Hopefully I'll be starting school in February. This experience has confirmed that this is what I'm supposed to do. My only regret is that I didn't continue going to school for this in the first place.

Monday, July 2, 2007

On Being a Skeptical Believer

An ongoing battle of mine is that of faith and reason. Six or seven years ago I questioned whether or not I would still be a Christian by now. I struggled with this because years ago I let go of my fairy tale understanding of Bible stories, that I acquired in Sunday school. Back in those days I was obsessed with Superman, Spiderman and others, but in reality I knew that super powers were make believe... except in Bible times. Thousands of years ago God broke open the sky and talked audibly to people. There were real super heroes that had real super powers and their names were Samson, Moses, Jesus and his disciples. And God was the biggest super hero of all, He could just think things into existence. He would say the word and a universe would instantaneously appear. The world, at one time, was a magical place, complete with talking animals and giants.

I don't mean to be disrespectful. I mean to point out a way that many Christians, including myself, grew up thinking about the Bible, and, in many ways, I think that some of those Christians go on thinking this way. When we get older we realize that Abraham Lincoln and George Washington weren't perfect, shiny role models. They were EFFed up humans, that lied, were racist, got depressed and scared just like all of us. But, at some point, we realize that things back then are a lot like they are today; and that our child-like understanding of these men were fairy tales. But for some reason, I don't think that some Christians make this transition with the Bible. They retain a fairy tale understanding.

This defairytalization of the Bible is something I am constantly wrestling with. I grew up in a pentecostal church where "miracles" were commonplace, as were anecdotes about miracles. After researching the "behavior" I grew up with, I've come to the conclusion that a lot of it is a form of hypnosis. It also seems that much of what is labeled as demonic, supernatural etc. such as talking to the dead, auras and other weird stuff are easily debunked and/or are psychosomatic. This has seriously jaded me when it comes to accepting the supernatural. In fact, I don't really believe in the supernatural as it is commonly defined.

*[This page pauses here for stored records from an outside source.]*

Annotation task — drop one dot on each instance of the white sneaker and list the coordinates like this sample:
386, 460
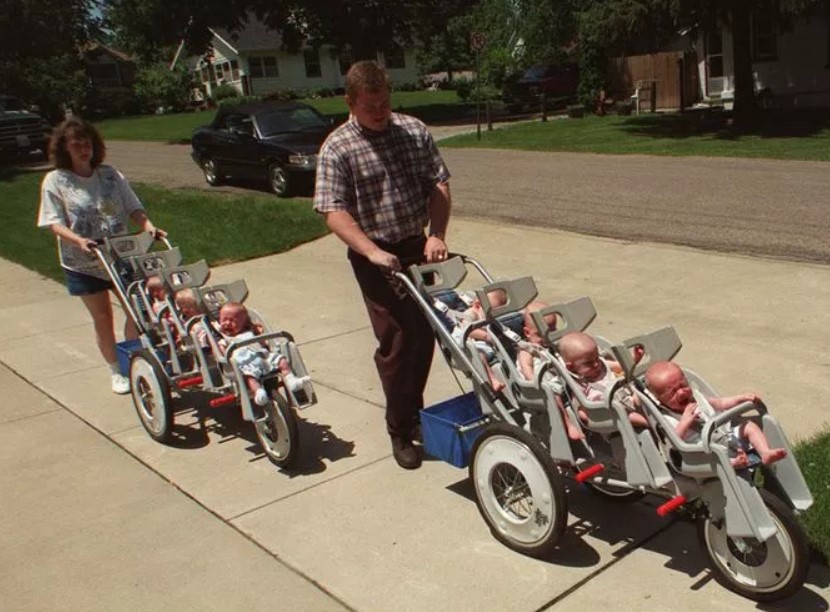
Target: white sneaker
261, 397
295, 383
120, 384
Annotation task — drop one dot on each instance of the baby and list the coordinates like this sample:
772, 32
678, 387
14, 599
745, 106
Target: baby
670, 386
481, 337
596, 375
254, 360
528, 362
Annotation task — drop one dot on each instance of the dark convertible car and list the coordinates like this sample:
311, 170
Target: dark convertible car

I think God does things that are beyond our comprehension, but I think it's totally in the realm of what is possible. God exists in all dimensions. Like the two dimensional flatlanders we have a very limited comprehension of reality, and God could interact with us in ways that are perfectly with in the bounds of what is natural; we just can't understand it. Furthermore, I think that if we went back in time and witnessed some of the miracles in the Bible we might find that the Israelites were witnessing natural phenomena. For instance, Sinai sounds very much like an active volcano. In the desert there exists gas pockets under the sand. When people are walking in the desert they sometimes step on these gas pockets, and when these gas pockets erupt they fling sand that causes tiny sparks. The sparks ignite the pocket and create a pillar of fire. I'm not saying that I think these are the explanations for these miracles; only that it's a possibility. Also, just because it's a natural occurrence doesn't mean that God didn't plan it that way. It just sounds more realistic that God used nature to give his chosen people victory over Egypt rather than magic.

What I know is that God is real, and that Jesus is the incarnation. I do believe that God heals people, and that He is constantly involved with His creation. I also believe that the Bible was written by ancient people with an ancient worldview, and while it is inspired, God did not edit out the way his people viewed reality. The Bible wasn't written specifically for 21st century American Christians, it doesn't cater to our science-based understanding of the natural world, and it certainly isn't a fairy tale. It really happened, I don't know how, but that's were my faith begins.